The grounding of a commercial fishing vessel in the Hauraki Gulf featured a rapid emergency response. A follow up dive survey features another crisis aided by glacial political inaction.
The Harbourmaster, the Coastguard and the Police Maritime Unit responded with impressive urgency to the grounding of the Chokyu Maru No 68 in the Hauraki Gulf on the 16th of April 2024. The 48-meter tuna long longliner struck a reef at the Noises Islands before dawn, yet through fantastic coordination between community and government agencies, was refloated by midday. The next day underwater photographer Shaun Lee visited the site to see what damage had been done. He found a 9m2 gash in the reef where the large ship had made impact with massive force, leaving a tonne of broken rubble. However, it was not the worst damage to be found. The ship had crashed into what several decades ago was a rich shallow reef filled with biodiverse seaweed forests and an abundant marine community. Now a near moon landscape featured in the dive, with little sign of life barring some tattered stalks of seaweed and turfing algae.
At this site and across the Gulf the seaweed forests that support life are on the way out, eaten by kina / spiny urchins that have exploded in abundance due to the absence of their main predators, large crayfish / kōura and large snapper / tāmure. We, me, you – recreational and commercial fishers have taken those large predators, pulled them from crevices or dragged them out of the water on lines and in nets setting off a trophic cascade, a powerful indirect interaction that is bringing the Gulf ecosystem to its knees.
Unlike the striking and immediate response to a grounded Chokyu Maru which could damage the marine environment with an oil spill, our response to the unfolding ecological crises across the entire Gulf has been disastrously slow. This is despite the community raising the alarm for decades, and Hauraki Gulf Forum State of the Gulf reports explaining the solution. The political response that we are dependent upon to save our Gulf has two main components: the first is the protection of marine habitats, the second to adequately manage fisheries.
Protecting areas to restore top kina predators such as large kōura and tāmure is an obvious action that could turn around the state of the Gulfs barren reefs. Yet it has been seven years since the Sea Change – Tai Timu Tai Pari Hauraki Gulf Marine Spatial Plan was published (itself a three-year process) and the resulting Hauraki Gulf Marine Protection Bill, that could finally see marine protections put in place, is still churning its way through parliament.
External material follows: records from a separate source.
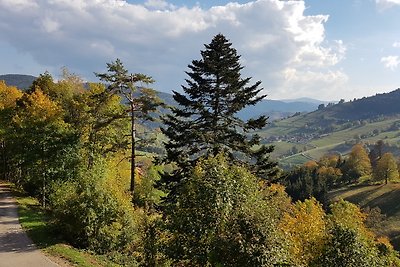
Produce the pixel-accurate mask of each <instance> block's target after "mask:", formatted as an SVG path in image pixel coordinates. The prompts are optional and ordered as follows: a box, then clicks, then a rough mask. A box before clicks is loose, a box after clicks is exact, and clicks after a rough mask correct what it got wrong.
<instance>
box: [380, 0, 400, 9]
mask: <svg viewBox="0 0 400 267" xmlns="http://www.w3.org/2000/svg"><path fill="white" fill-rule="evenodd" d="M376 4H377V5H378V7H379V8H380V9H387V8H391V7H393V6H395V5H400V0H376Z"/></svg>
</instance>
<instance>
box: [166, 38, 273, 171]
mask: <svg viewBox="0 0 400 267" xmlns="http://www.w3.org/2000/svg"><path fill="white" fill-rule="evenodd" d="M201 57H202V58H201V59H200V60H193V61H192V64H190V65H189V66H188V67H189V71H187V72H186V74H187V75H188V76H189V78H187V79H186V83H187V85H186V86H185V85H183V86H182V88H183V91H184V94H181V93H178V92H176V91H174V92H173V93H174V99H175V101H176V102H177V103H178V104H179V105H177V106H176V107H173V108H172V113H171V114H168V115H165V116H164V118H163V121H164V124H165V128H163V129H162V131H163V133H164V134H165V135H166V136H167V137H168V139H169V141H168V142H167V143H166V151H167V155H166V157H165V161H166V162H174V163H176V164H177V166H178V167H179V170H183V172H186V171H187V170H189V169H190V168H191V167H192V166H194V164H195V162H196V161H197V159H198V158H200V157H201V156H209V155H214V156H215V155H217V154H219V153H224V154H226V156H227V157H229V159H230V160H231V162H232V163H236V164H237V163H239V164H245V165H247V166H248V167H249V168H250V169H251V170H252V171H254V172H255V173H257V174H258V175H261V176H263V177H264V178H267V177H268V176H271V175H272V174H273V170H274V169H275V168H274V167H275V166H276V163H273V162H270V161H269V153H270V152H272V151H273V147H272V146H264V145H260V137H259V136H258V135H255V134H251V132H252V131H254V130H257V129H261V128H263V127H264V126H265V125H266V124H267V117H265V116H260V117H258V118H256V119H250V120H248V121H243V120H241V119H240V118H239V117H238V116H237V113H238V112H239V111H240V110H242V109H243V108H245V107H247V106H249V105H255V104H257V103H258V102H259V101H261V100H262V99H264V98H265V95H262V94H261V91H262V90H263V88H260V84H261V82H260V81H257V82H256V83H254V84H250V80H251V78H241V74H240V72H241V70H242V69H243V66H242V65H241V64H240V62H239V61H240V55H238V54H237V51H236V50H235V49H234V48H232V44H231V43H230V42H229V41H228V40H227V39H226V38H225V36H224V35H222V34H218V35H216V36H215V37H214V38H213V39H212V41H211V43H210V44H208V45H205V50H203V51H201ZM172 178H177V175H174V177H170V179H172ZM178 179H179V178H178Z"/></svg>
Indeed, the Noises Islands reef that the ship ran into is included in this bill that is currently before select Environment Select Committee with no guarantees of a successful outcome.
Managing fisheries falls under the Fisheries Act which states that Fisheries New Zealand must manage the adverse effects of fishing on the aquatic environment. A Hauraki Gulf Fisheries Management Plan was signed off in August 2023 to “Facilitate the co-development of a management plan for restoring healthy kelp forests, which will consider the causes and address the environmental impacts of kina barrens and include management considerations for predator species such as tāmure and kōura.” In response the government has announced two measures to address kina barrens including increasing the daily bag limit and proposing a permit system to allow for culling, harvesting or translocating of kina. Both are out for consultation until the 3rd of May and both indicate/suggest a depressing avoidance of addressing the underlying reason the barrens exist in the first place. Neither measure seeks to restore kina predator abundance, the ultimate cause of the barrens. Increasing the daily kina bag limit fails to address the barrens problem as fishers don’t target kina barrens. As Professor Andrew Jeffs (Auckland University) puts it: “kina in barrens don’t taste any good because they are too skinny, waiting in a zombie like state for kelp to return”. Sorry Professor Jeffs, but the kina might be waiting zombie like for some time with this kind of political thinking. The second measure is a proposed permit to harvest, cull, or translocate kina. Kina barren expert Dr Kelsey Miller (Auckland University), who has been experimenting with kina removal, says these methods work but are a temporary fix unless the root cause of the barrens, a lack of kina predators, is addressed. “Where we removed kina, kelp rapidly regrew in high numbers, but unless kina densities are kept low by predators or us, these areas will return to kina barrens”. The Hauraki Gulf Forum has asked for “higher biomass targets for the predators of kina – large tāmure and kōura – and potentially maximum size limits for those predators to allow nature to rebalance itself. This would also have flow on benefits to local communities and fishers through increased abundance of kaimoana”.
The communities of Tāmaki Makaurau are crying out for action on the decline of the Gulf and can only dream of a state of urgency on this issue that matches agency response to the grounding of the Chokyu Maru. Policy director for the Environmental Defence Society Raewyn Peart made the point in her recent submission to the select committee reviewing the Hauraki Gulf Protection Bill “We need a fast-track for the environment”.